International property consultants Jones Lang LaSalle India in a report said that after having dropped sharply during the slowdown, launches in the segment started reviving towards mid-2009 and spiked sharply in the December quarter of that year to 2,750 new apartments.
The uptrend continued over the following two quarters, with around 3,700 apartments in the quarter ended March and 4,500 in the quarter ended June 2010.
Since then, however, launches in this segment have been on a downtrend, and closed the September quarter at around 2,500 units, down nearly 44% quarter on quarter.
“In last two months too, there has not been any jump. So, we expect it (the prices) to be down,” Himadri Mayank, one of the authors of the Jones Lang LaSalle India report, said. “Due to the impact of rising prices, absorption rates have eventually wilted and the effect is also being reflected on the number of units being launched in the premium segment, which dropped for the first time since the 4Q09,” the report said.
An analyst tracking the data said developers are trying their best to paint a rosy picture. “Since June 2009, when sales started recovering, this is the lowest ever registered. Also the numbers have been going down since July 2010. This clearly indicates that sales have dried up across the city and that developers are just showing their muscle strength by saying things are good,” he said. Anuj Puri, India head, Jones Lang LaSalle India, says, “The prices are trying to find their base and they will fall and find their levels. But price drop is more about micro-market geographies like Lower Parel than across the city.”

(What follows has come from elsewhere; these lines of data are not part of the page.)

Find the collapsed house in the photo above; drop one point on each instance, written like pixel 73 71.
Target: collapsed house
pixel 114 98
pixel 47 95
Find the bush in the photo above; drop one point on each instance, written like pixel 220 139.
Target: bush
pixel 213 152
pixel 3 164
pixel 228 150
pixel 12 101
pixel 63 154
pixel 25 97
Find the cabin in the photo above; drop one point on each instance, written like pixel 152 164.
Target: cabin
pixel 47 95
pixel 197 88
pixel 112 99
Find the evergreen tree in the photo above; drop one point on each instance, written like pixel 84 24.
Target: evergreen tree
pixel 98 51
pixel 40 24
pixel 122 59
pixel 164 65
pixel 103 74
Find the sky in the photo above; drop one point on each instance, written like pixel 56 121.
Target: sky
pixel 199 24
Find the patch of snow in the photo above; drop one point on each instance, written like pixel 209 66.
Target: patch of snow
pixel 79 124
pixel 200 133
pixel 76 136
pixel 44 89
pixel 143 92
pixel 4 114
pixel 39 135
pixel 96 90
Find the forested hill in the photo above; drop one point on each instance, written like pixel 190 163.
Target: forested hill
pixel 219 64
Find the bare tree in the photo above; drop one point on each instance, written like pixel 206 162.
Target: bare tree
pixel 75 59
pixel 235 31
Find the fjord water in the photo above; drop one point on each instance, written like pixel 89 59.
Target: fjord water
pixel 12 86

Home loan majors like Housing Development and Finance Corporation (HDFC) and the State Bank of India (SBI) have seen a drop in mortgage loan transactions. HDFC has seen a drop of 15-20% in the island city, while SBI has effected a downward revision in its growth target for this fiscal from Rs22,000 crore earlier.

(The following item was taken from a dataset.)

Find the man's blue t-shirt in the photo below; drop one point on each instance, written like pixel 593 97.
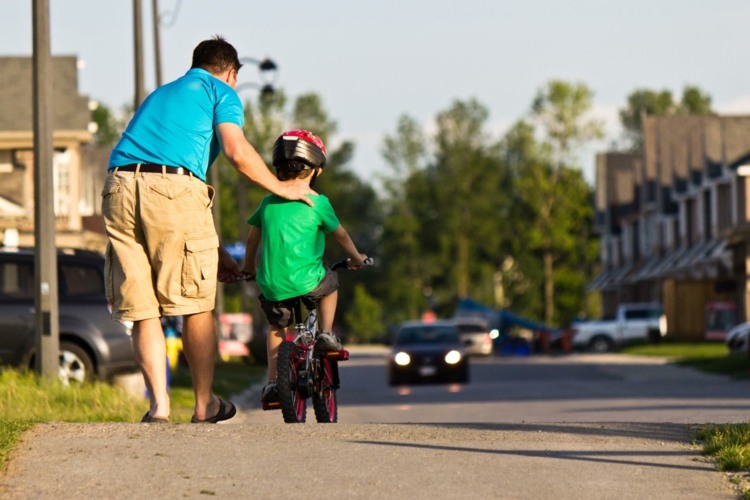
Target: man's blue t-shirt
pixel 175 125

A senior banker from the largest private lending institution says, “Developers cannot hold on to prices anymore. The banks will insist on repayment of loans and nobody will go for rollovers because of what has happened recently (the LIC housing scam and fall in home loan numbers in Mumbai). The Reserve Bank of India is watching the banks very tightly.”

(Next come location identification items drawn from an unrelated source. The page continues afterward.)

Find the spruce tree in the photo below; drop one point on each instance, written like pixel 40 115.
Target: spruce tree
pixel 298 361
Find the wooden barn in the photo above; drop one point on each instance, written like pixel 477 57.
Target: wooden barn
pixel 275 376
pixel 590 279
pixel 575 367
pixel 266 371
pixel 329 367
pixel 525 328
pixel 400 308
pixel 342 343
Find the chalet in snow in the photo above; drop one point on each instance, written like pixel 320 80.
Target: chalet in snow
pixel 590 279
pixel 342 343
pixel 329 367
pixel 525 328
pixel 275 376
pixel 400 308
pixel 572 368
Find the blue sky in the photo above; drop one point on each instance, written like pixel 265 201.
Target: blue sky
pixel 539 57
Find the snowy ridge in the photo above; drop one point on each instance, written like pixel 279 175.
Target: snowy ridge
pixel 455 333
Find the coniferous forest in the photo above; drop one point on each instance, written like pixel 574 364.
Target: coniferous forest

“So, if the developer has to repay, he has to go to the private equity to get money at much higher rates, or alternatively reduce the price. We will see the impact in April of prices going down. Even for the banks, 91 days is considered to be default; so in the event of any default happening this month or in the next month —- because on March 31 they will cross over —- the pressure will be very high on developers. Prices will have to go down,” he added.
Puri sees sales growth stabilising. “There was a long built-up demand in the market, which had accumulated, and in the last 4-5 quarters that has got fulfilled. Now, what we will see is the regular growth, so the present numbers are more about stable growth and it will continue for next few quarters,” he said.